I love Loreto, after 26 years in mexico I think it has evenything, I enjoy the tranquility of the islands and the natural beauty.


----------



## ShinjukuBaby (Jul 16, 2010)

Here's that other thread about the points system.

http://www.tugbbs.com/forums/showthread.php?t=113952


----------



## timesharejunkie4 (Jul 16, 2010)

oploreto said:


> Last year 8 million dollars was invested in Villa Del Palmarr Cabo to match the quality of Villa Del Arco and no additional maintaince fee was charged.
> The UVC product will open Cancun and Loreto this year, with Cabo , PV and Nayarit, it is a good product.
> *The points system is the best product today, it allows supreme flexability, depending on the points you own you can use any accomidation, any time of the year, no restrictions. Also you can use your unused points to pay for restaurants and spa treatments.*
> I love Loreto, after 26 years in mexico I think it has evenything, I enjoy the tranquility of the islands and the natural beauty.

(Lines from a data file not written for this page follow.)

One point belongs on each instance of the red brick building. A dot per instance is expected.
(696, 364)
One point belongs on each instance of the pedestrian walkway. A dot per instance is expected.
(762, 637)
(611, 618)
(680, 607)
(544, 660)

Not for the price of an additional $22,000! I do realize it would extend an owners contract but it's still not worth it.


----------



## nazclk (Jul 16, 2010)

*Points system*

Just wait a couple of years and the points will be for sale on ebay, however i think there is something in the contract that says the second buyer doesn't get everything the original owner does.  Kinda like Marriott I guess.


----------



## ShinjukuBaby (Jul 17, 2010)

As I've said, I like staying at VDP and consider myself a fan.

I've stayed at VDP Cabo since the renovations and the place looks great.  I have absolutely no doubt that Loreto and Cancun will be beautiful vacation resorts.  

Having said that, I'm certain I could stay at any VDP property over the life of a contract for far less than $22,000 plus maintenance fees.  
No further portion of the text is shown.